– Jeśli będziemy ubogacać swoje życie duchowe jako Polacy, jako tworzący chrześcijański naród, to będziemy wracać do korzeni, których nie możemy się pozbyć, a które zostały obronione przed tym, co nam zagrażało i ciągle zagraża – mówi o potrzebie „Maratonu modlitewnego” za Kościół i Ojczyznę ks. Paweł Kubani.
Proboszcz parafii św. Brata Alberta w Krakowie wskazuje, że bieżący rok jest trudny, a zarazem piękny ze względu na rocznice: 100-lecie urodzin św. Jana Pawła II oraz 100-lecie Bitwy Warszawskiej. Świętowanie tych wydarzeń oraz wszystkie aktualne sprawy Kościoła i Ojczyzny wymagają szczególnej troski modlitewnej.
W nowohuckiej parafii adoracja Najświętszego Sakramentu odbywa się w kaplicy od rana do wieczora każdego dnia. Przed Mszą wieczorną Eucharystyczny Chrystus przenoszony jest na ołtarz główny. Parafianie od godz. 17:40 mogą uczestniczyć w we wspólnej modlitwie za Kościół i Ojczyznę. W trakcie ścisłych obostrzeń nabożeństwo było transmitowane w internecie i gromadziło blisko półtora tysiąca ludzi.
Jak wyjaśnia ks. Kubani, każdy maraton, więc również ten modlitewny, wymaga od uczestników mobilizacji i wytrwałości. – Pewnie można by modlić się w domu, ale teraz, po zniesieniu ścisłych obostrzeń, ludzie wracają do świątyni, by właśnie robić to wspólnie. Pan Jezus mówi: „Jeśli dwaj z was na ziemi zgodnie o coś prosić będą, to wszystkiego użyczy im mój Ojciec, który jest w niebie. Bo gdzie są dwaj albo trzej zebrani w imię moje, tam jestem pośród nich”. Dlatego wierzymy, że modlitwa we wspólnocie parafialnej jest bardzo ważna i potrzebna, i że poprzez tę modlitwę Bóg czuwa nad naszą Ojczyzną – powiedział kapłan.
Proboszcz parafii św. Brata Alberta przyznaje, iż codzienna adoracja połączona z litanią do św.
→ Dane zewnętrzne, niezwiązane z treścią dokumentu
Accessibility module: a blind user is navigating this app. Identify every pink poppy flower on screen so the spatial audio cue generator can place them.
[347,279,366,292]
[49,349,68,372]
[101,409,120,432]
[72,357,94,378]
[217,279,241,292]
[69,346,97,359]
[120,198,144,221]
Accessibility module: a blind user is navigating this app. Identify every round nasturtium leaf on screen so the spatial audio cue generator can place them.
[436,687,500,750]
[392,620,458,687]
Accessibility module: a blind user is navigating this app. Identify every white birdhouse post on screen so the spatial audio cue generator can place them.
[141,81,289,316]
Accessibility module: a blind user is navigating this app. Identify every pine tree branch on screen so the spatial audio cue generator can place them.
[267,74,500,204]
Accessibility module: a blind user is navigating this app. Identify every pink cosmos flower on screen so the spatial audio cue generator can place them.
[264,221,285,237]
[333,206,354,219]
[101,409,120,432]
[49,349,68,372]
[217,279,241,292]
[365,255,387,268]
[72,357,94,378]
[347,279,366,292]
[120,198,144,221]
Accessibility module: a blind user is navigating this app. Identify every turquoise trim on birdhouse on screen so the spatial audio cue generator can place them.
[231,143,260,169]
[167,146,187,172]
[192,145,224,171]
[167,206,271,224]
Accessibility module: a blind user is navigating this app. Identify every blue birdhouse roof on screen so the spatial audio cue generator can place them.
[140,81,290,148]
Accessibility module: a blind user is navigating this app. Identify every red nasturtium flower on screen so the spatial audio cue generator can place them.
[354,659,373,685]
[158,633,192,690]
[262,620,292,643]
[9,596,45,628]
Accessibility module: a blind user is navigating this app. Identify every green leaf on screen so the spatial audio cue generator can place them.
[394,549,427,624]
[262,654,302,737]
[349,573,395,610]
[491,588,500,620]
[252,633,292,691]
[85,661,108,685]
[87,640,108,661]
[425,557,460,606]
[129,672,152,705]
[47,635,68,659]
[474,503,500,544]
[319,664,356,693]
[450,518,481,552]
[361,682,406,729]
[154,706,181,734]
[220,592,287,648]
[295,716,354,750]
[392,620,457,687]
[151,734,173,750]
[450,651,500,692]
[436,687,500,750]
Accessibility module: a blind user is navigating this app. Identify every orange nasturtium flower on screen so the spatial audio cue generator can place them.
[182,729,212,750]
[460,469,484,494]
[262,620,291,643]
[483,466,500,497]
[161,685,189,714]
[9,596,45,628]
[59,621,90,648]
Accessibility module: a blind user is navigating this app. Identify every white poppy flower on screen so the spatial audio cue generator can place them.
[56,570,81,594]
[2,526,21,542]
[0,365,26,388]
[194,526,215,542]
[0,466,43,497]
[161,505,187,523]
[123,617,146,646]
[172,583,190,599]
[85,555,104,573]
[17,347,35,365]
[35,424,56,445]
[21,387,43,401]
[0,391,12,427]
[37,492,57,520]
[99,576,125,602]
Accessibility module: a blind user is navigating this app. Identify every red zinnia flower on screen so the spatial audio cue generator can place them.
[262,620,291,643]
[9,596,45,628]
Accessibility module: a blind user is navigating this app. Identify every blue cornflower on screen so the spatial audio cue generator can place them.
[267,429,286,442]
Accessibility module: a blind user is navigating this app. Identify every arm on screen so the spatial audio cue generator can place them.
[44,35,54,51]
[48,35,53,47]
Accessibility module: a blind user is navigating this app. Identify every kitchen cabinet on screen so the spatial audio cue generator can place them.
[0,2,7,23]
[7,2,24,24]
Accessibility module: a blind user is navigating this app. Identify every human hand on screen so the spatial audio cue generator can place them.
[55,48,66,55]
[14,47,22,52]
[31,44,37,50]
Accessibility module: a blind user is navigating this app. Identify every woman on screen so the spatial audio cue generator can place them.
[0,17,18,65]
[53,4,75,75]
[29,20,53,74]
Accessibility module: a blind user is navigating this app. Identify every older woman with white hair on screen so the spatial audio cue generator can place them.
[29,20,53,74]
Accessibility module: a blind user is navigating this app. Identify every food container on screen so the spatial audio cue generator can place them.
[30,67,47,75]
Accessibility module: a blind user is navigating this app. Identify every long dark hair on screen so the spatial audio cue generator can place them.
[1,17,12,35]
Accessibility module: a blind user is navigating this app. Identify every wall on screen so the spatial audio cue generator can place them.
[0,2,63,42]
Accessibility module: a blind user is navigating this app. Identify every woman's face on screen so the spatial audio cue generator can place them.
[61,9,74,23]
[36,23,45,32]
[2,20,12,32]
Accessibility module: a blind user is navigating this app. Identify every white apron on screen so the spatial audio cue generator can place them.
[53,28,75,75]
Jana Pawła II oraz dziesiątką różańca stanowi potrzebną okazję do modlitwy, szczególnie w miesiącach wakacyjnych, w których nie odbywają się inne, codzienne nabożeństwa. Zaś o potrzebie zatrzymania się przy Najświętszym Sakramencie i modlitwie w ciszy często słyszy od wiernych, dlatego jest przekonany, że owocem maratonu mogłyby być codzienne adoracje w parafiach, w których jeszcze nie ma takiego zwyczaju.
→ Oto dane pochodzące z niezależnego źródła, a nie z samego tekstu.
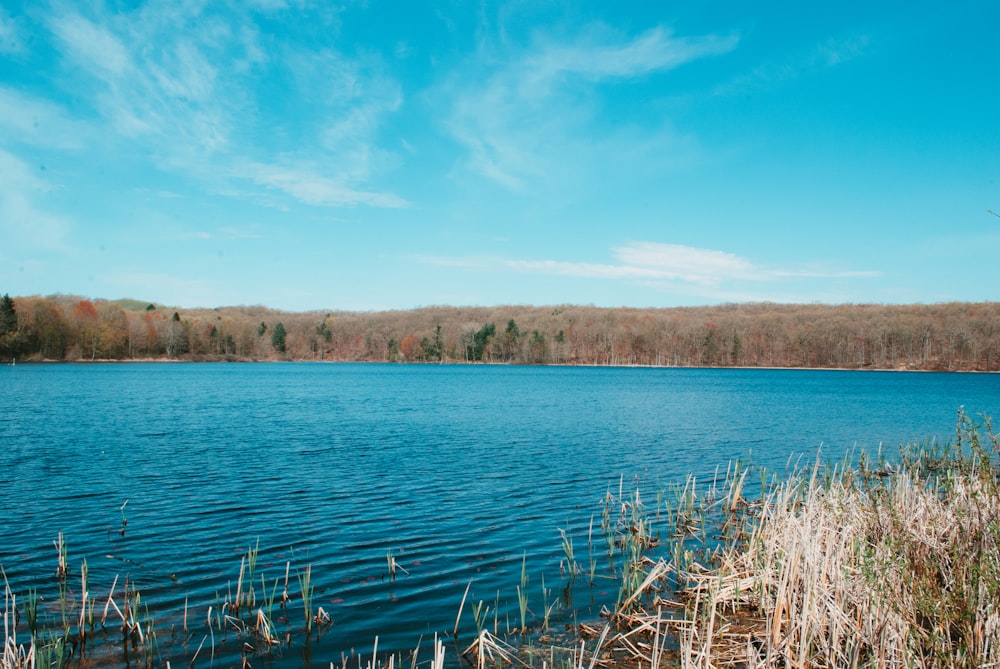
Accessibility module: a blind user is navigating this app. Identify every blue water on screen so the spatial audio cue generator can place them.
[0,363,1000,667]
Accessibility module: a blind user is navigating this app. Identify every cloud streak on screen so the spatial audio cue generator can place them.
[419,242,881,294]
[442,27,739,192]
[40,4,406,207]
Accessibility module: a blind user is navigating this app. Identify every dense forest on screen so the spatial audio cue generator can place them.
[0,295,1000,371]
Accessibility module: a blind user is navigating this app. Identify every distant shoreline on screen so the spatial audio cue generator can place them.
[5,358,1000,374]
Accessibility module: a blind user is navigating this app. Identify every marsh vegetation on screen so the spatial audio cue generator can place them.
[3,412,1000,669]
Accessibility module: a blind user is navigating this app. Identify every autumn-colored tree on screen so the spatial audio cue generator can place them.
[399,334,423,362]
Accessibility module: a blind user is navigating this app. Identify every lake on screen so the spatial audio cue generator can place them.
[0,363,1000,667]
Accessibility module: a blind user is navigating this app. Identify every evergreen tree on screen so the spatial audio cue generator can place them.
[271,322,288,353]
[0,293,17,337]
[0,293,20,358]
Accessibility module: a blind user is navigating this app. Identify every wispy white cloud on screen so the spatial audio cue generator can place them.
[417,242,881,299]
[0,86,93,150]
[439,27,739,191]
[234,163,409,208]
[39,3,405,207]
[0,7,24,55]
[521,26,739,88]
[0,149,71,250]
[712,34,871,96]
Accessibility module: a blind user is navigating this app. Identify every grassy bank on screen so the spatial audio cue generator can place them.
[0,412,1000,669]
[467,413,1000,669]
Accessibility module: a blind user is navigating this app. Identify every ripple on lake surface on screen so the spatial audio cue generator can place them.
[0,363,1000,667]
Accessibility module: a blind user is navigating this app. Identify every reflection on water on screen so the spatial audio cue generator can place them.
[0,363,1000,667]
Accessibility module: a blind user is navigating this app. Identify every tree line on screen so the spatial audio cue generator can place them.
[0,295,1000,371]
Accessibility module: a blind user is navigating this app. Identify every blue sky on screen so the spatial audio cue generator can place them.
[0,0,1000,310]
– Sami musimy się modlić, ale również dawać ludziom okazje do modlitwy. Jest to jakiś wkład w duchowe dziedzictwo, którego nie możemy zaprzepaścić. Dzisiaj, kiedy widzimy co się dzieje, gdy jest tyle negatywnych emocji wokół Kościoła, kapłanów i wierzących, musimy na nie odpowiadać tego typu inicjatywami. Musimy wspólnie modlić się z ludźmi, modlitwa jest oddechem duszy, jest tym, co ubogaca jego wewnętrzne życie. Jeśli będziemy ubogacać swoje życie duchowe jako Polacy, jako tworzący chrześcijański naród, to będziemy wracać do korzeni, których nie możemy się pozbyć, a które zostały obronione przed tym, co nam zagrażało i ciągle zagraża – podkreślił ks. Kubani.
Patrycja Żarkowska z parafii Matki Bożej Saletyńskiej w Krakowie również wspomina o pragnieniu adorowania Chrystusa w ciszy. – Kiedy tylko mogę, jestem na adoracji i modlę się pół godziny lub krócej. Po jakimś czasie nie pamiętałam już, że jest to maraton modlitewny w konkretnych intencjach, i adorując Pana Jezusa, modliłam się w swoich intencjach, za ludzi którzy w danym dniu potrzebowali modlitwy, w sprawach dla mnie ważnych – wyznaje. – Zazwyczaj w adoracji biorą udział świeccy. Bardzo przemówiła do mnie obecność księży siedzących w ławce i modlących się na adoracji razem z ludem, ponieważ to nie zdarza się zbyt często. Było to dla mnie świadectwo, które bardziej do mnie przemówiło, niż niejedna głoszona przez nich homilia. Mam nadzieję, że po zakończeniu maratonu w wielu parafiach, zwłaszcza na wsiach lub małych miejscowościach, adoracja w ciszy pozostanie chociażby raz w tygodniu – podzieliła się P. Żarkowska.